= Radoslav Cokić =

Serbian politician (born 1958)

Radoslav Cokić (Радослав Цокић; born 1958) is a politician in Serbia. He has been a member of the National Assembly of Serbia since 2016, serving as a member of the Serbian Progressive Party. Previously, he was the mayor of Smederevska Palanka from 2004 to 2008 and governor of the Podunavlje District from 2014 to 2016.

==Early life and career==
Cokić is a wood processing engineer in private life. He has also pursued a side project as a singer.

==Political career==
===Mayor===
Cokić was elected as mayor of Smederevska Palanka in 2004 as a member of the Serbian Renewal Movement. In 2007, he fended off an attempt by the Democratic Party of Serbia, the Serbian Radical Party, and the Democratic Party to force his recall. He fielded his own electoral list in 2008, but it did not cross the electoral threshold to win representation in the assembly. This notwithstanding, he was described in 2011 as leading an opposition group called "Together."

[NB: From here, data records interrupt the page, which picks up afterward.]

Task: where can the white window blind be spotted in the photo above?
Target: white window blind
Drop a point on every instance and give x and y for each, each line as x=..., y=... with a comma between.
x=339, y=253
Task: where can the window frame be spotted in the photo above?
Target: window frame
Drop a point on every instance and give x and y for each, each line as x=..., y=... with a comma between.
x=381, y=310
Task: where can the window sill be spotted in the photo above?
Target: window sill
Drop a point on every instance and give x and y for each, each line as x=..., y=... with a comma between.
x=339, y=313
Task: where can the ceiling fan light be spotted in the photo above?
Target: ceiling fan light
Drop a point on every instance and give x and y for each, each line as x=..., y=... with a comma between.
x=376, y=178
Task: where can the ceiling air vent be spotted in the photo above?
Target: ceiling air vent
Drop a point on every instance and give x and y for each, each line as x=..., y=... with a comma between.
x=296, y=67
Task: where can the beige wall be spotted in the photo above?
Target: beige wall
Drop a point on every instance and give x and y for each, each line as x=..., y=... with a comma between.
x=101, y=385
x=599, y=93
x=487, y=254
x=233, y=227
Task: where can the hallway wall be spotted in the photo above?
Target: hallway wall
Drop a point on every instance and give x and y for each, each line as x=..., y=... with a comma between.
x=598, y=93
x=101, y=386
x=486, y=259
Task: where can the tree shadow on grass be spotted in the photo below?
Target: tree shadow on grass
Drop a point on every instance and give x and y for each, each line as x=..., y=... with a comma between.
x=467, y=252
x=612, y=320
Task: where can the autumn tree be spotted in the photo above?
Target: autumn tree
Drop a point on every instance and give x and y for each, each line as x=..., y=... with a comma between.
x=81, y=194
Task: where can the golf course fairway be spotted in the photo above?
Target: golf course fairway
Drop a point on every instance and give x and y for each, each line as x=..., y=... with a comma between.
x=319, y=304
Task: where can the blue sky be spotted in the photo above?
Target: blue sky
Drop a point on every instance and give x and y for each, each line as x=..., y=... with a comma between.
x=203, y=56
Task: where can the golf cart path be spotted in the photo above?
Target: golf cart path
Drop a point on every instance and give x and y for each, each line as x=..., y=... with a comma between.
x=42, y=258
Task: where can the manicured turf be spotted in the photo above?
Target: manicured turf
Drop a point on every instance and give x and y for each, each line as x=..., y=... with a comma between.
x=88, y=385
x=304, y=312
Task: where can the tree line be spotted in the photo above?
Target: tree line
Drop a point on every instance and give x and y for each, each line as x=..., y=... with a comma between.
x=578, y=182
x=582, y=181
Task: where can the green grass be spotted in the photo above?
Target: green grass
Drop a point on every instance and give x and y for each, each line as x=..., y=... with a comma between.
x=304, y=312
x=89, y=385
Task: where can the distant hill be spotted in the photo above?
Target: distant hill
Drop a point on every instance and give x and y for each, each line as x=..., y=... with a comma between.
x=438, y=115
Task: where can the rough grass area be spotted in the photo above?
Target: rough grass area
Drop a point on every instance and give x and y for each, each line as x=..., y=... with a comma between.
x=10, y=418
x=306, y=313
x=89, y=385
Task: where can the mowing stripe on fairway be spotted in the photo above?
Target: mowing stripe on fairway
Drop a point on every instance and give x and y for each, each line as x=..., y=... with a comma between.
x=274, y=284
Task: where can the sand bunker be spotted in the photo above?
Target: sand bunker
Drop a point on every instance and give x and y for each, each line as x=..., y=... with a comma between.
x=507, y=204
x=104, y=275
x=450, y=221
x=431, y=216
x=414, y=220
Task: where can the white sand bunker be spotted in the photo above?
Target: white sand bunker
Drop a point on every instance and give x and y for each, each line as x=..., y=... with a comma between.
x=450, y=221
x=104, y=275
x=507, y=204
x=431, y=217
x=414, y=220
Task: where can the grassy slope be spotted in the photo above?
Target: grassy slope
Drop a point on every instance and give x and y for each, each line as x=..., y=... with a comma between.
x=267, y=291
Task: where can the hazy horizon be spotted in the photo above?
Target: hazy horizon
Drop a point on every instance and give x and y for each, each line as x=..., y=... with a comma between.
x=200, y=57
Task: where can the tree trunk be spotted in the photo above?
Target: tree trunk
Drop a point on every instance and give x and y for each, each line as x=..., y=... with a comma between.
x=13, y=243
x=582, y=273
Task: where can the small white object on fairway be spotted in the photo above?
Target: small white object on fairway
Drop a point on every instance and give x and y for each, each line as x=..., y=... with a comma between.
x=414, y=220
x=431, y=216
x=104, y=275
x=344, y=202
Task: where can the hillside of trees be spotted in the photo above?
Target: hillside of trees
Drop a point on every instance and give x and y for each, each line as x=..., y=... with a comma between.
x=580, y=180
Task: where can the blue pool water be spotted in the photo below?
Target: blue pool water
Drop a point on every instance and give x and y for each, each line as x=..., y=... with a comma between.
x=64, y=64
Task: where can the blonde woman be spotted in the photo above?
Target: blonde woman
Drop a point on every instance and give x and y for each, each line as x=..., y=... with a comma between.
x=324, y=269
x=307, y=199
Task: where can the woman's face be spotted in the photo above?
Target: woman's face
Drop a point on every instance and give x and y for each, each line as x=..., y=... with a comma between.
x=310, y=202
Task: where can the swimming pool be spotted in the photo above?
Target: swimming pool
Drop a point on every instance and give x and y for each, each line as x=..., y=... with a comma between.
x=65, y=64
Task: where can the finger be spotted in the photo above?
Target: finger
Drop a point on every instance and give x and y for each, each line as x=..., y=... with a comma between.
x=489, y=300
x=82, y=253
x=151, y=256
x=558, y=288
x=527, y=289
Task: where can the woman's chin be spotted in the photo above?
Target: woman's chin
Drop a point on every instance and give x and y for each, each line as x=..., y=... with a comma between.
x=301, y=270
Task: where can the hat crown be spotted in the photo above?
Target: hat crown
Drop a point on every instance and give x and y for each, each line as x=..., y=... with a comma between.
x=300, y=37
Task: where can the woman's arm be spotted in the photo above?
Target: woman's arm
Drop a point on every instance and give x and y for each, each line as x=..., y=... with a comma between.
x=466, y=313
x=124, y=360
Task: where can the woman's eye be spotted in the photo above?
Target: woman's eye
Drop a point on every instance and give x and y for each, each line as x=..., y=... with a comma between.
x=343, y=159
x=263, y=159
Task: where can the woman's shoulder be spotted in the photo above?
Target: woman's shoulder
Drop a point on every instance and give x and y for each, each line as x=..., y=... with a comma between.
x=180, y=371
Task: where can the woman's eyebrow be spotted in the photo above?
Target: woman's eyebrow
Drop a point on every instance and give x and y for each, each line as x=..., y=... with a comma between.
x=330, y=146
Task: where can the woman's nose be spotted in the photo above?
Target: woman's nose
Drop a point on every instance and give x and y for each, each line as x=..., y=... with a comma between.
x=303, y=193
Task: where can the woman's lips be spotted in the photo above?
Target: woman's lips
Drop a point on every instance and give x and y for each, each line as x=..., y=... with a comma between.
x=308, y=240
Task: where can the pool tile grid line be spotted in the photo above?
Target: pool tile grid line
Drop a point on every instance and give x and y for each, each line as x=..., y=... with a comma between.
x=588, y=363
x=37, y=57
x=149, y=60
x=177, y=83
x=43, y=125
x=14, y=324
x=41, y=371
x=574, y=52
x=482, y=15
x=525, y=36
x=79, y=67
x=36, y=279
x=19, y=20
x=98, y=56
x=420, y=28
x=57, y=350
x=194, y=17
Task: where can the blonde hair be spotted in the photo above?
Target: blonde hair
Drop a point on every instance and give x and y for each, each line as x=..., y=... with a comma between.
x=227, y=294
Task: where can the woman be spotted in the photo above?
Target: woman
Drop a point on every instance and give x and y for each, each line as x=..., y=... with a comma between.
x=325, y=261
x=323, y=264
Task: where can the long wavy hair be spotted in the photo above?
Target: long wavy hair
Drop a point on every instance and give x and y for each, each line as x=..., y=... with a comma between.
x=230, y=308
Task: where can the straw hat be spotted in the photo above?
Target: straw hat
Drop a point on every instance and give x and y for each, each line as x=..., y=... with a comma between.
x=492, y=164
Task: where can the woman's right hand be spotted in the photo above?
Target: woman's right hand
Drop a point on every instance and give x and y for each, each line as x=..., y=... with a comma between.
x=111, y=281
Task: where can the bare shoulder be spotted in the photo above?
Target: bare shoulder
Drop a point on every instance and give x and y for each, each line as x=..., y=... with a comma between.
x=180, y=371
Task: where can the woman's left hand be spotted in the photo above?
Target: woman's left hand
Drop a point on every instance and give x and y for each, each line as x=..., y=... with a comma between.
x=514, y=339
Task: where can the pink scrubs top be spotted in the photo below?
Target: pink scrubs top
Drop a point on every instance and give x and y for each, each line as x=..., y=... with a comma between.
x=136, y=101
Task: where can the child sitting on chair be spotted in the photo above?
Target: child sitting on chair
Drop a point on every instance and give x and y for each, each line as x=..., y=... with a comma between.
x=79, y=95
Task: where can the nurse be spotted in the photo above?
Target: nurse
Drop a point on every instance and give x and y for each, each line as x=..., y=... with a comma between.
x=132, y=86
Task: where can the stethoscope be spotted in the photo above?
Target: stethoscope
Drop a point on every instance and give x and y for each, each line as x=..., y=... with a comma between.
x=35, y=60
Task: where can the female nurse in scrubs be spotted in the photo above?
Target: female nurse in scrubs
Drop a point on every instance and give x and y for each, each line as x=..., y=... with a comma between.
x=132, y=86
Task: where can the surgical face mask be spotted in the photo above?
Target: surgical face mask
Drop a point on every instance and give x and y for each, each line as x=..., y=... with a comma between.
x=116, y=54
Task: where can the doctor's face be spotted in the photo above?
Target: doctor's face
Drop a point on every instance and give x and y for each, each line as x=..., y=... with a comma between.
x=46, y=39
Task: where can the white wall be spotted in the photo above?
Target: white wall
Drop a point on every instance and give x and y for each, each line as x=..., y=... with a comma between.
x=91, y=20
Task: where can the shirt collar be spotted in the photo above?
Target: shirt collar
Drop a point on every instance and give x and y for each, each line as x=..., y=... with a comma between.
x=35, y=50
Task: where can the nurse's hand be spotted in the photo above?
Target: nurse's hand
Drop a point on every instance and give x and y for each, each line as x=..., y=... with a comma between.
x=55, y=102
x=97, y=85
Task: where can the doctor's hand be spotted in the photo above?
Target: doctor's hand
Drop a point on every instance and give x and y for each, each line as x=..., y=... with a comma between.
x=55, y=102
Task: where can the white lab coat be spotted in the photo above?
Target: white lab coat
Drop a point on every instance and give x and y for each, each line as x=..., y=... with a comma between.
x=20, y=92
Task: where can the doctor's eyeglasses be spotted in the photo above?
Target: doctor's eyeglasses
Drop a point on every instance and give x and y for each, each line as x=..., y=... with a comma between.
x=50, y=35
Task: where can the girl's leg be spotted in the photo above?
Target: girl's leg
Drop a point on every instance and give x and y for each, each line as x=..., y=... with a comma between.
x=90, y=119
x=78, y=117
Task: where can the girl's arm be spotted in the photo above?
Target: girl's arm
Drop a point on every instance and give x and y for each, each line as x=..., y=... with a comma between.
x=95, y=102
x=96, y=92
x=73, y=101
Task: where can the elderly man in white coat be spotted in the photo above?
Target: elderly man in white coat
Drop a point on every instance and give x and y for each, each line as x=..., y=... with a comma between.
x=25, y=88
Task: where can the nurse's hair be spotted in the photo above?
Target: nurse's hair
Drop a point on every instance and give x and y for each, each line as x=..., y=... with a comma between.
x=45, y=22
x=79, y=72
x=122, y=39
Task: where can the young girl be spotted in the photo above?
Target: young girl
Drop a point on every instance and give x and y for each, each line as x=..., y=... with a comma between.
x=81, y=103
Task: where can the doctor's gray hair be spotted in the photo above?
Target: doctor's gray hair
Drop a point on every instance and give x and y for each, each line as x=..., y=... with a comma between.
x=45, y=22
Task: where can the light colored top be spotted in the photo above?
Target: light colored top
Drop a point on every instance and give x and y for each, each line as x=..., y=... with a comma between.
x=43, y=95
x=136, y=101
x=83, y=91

Cokić introduced a monthly series of spiritual public forums in 2005, with the intent of enhancing the social role of Orthodox religious culture.

===Governor===
Cokić was appointed as governor of the Podunavlje District on February 14, 2014. This area was badly affected by the 2014 Southeast Europe floods, and Cokić made an urgent appeal during this time for drinking water to be imported to the area. He resigned in July 2016, following his election to the Serbian assembly.

===Legislator===
Cokić received the seventy-seventh position on the Progressive Party's Aleksandar Vučić – Serbia Is Winning electoral list in the 2016 Serbian parliamentary election and was elected when the list won a majority with 131 out of 250 mandates. He is a member of the parliamentary environmental protection committee; a deputy member of two other committees; and a member of the parliamentary friendship groups for Austria, Belarus, Germany, Italy, Kazakhstan, Norway, and Slovenia.